Je suis convaincu que toutes les provinces et tous les territoires s’efforceront de faire entendre le point de vue de leurs citoyens, de leurs nations et de leurs régions. Il ne faut pas oublier que notre pays a été fondé en grande partie sur le compromis et la coopération. Les prochains efforts doivent prévoir des consultations préalables approfondies.

Honorables sénateurs, examinons maintenant la contribution et les défis uniques de la Saskatchewan en matière de lutte contre les changements climatiques.

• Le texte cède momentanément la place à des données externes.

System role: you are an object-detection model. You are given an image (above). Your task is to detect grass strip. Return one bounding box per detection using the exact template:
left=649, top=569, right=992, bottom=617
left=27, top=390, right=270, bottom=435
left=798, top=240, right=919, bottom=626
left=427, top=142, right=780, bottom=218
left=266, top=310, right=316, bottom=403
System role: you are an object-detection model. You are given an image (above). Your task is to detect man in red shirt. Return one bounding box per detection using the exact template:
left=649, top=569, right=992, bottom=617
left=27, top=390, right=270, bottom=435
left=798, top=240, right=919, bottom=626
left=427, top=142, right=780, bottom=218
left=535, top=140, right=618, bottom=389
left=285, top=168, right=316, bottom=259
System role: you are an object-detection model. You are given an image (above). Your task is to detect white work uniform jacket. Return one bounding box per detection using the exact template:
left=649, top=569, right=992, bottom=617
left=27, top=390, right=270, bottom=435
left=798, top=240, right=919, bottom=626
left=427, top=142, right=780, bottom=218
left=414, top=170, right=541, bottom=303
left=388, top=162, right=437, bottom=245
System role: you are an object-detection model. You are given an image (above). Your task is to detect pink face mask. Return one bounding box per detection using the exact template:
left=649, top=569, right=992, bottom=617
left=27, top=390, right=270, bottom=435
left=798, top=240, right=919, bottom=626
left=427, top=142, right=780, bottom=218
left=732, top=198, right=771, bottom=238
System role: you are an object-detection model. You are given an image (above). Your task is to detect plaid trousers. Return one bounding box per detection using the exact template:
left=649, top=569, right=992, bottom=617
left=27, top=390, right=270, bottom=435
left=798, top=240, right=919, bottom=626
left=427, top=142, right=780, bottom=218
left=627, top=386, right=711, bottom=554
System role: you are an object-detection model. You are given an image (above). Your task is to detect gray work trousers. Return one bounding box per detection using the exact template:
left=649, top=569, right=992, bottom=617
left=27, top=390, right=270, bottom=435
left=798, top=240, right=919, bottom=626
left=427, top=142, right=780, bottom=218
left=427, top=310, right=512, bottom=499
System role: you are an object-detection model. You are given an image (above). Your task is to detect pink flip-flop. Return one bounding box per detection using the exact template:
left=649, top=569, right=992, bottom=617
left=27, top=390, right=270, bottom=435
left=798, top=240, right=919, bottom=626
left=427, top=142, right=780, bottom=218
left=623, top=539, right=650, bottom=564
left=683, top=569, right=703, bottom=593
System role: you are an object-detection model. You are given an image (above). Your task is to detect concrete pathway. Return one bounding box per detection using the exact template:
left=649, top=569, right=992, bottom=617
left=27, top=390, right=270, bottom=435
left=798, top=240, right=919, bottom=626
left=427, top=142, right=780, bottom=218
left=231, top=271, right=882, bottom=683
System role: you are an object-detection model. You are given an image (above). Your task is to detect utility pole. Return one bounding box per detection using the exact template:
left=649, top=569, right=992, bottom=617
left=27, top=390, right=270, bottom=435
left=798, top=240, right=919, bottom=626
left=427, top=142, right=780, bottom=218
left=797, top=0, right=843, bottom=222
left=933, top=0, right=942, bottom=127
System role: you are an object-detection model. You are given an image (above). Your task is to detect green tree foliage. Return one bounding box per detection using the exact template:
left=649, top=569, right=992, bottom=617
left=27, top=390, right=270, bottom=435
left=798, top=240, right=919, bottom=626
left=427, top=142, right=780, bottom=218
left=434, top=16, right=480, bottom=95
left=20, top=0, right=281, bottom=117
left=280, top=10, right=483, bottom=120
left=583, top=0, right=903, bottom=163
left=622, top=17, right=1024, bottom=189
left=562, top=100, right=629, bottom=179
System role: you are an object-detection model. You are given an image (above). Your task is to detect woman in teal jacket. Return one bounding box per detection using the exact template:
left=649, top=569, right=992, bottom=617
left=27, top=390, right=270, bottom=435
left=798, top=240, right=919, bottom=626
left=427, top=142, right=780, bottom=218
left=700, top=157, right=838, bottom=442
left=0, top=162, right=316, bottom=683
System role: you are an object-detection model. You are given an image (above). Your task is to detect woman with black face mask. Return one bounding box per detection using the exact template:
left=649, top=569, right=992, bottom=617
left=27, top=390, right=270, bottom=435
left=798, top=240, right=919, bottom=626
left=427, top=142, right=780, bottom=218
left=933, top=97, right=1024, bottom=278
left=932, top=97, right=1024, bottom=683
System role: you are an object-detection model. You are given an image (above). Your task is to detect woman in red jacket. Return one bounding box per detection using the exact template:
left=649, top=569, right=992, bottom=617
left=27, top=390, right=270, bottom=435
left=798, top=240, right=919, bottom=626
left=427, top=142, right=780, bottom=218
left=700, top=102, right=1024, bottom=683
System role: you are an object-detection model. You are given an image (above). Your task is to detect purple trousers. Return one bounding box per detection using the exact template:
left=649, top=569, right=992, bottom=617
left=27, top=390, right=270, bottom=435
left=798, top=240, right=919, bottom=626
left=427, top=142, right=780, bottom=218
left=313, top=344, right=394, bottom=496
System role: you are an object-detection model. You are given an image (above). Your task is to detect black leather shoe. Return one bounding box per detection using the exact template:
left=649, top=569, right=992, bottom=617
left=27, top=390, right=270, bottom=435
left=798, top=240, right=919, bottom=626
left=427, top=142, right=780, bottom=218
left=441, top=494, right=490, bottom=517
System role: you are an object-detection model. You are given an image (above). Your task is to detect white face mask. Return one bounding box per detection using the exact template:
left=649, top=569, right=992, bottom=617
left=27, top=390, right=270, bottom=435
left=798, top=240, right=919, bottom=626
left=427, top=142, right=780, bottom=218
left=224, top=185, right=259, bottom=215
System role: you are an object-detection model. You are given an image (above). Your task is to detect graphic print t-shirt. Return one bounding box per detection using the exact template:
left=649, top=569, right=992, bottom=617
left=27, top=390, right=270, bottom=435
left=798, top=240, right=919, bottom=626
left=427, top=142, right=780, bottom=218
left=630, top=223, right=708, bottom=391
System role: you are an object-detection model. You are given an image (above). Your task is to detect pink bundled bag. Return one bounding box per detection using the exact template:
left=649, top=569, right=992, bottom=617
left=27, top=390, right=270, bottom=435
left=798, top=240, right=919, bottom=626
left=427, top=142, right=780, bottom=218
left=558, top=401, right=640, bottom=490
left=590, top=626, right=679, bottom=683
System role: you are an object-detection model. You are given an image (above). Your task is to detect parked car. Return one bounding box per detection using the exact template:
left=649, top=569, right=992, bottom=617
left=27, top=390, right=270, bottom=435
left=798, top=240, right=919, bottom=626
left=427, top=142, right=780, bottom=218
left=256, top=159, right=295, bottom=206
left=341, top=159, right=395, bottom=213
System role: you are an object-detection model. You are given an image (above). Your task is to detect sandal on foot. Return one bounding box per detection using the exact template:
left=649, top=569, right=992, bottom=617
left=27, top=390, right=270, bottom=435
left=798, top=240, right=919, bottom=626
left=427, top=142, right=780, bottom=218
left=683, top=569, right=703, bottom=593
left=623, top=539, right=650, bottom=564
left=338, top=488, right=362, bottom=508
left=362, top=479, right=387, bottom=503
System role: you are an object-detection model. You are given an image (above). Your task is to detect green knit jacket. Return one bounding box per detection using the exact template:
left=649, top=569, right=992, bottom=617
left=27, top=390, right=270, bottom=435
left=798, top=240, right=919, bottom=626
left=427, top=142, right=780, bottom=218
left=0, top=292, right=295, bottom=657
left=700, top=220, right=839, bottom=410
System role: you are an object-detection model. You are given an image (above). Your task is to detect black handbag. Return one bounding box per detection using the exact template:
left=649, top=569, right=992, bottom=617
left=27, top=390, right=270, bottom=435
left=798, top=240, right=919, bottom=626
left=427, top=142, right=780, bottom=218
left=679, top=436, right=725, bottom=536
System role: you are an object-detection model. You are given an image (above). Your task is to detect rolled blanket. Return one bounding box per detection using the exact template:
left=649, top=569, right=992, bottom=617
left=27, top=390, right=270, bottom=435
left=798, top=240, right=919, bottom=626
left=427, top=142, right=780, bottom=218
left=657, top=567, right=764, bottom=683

Parmi les points forts de cette province, citons le projet de Boundary Dam, la première centrale électrique alimentée au charbon propre au monde, où 5 millions de tonnes de CO2 ont été séquestrées depuis le début de son exploitation, ce qui équivaut à retirer plus d’un million de véhicules de la circulation pendant un an.

Il y a également les technologies de captage, d’utilisation et de stockage du carbone, comme le système Aquistore du Petroleum Technology Research Centre, qui a été primé et qui a permis de démontrer l’efficacité du stockage du carbone dans le premier site de stockage de CO2 au monde situé dans un aquifère salin profond.

On prévoit également atténuer les effets des inondations et des sécheresses grâce à la gestion de l’eau et au projet d’expansion de la capacité d’irrigation du lac Diefenbaker, ce qui débouchera sur une agriculture et une transformation alimentaire durables et contribuera à la sécurité alimentaire.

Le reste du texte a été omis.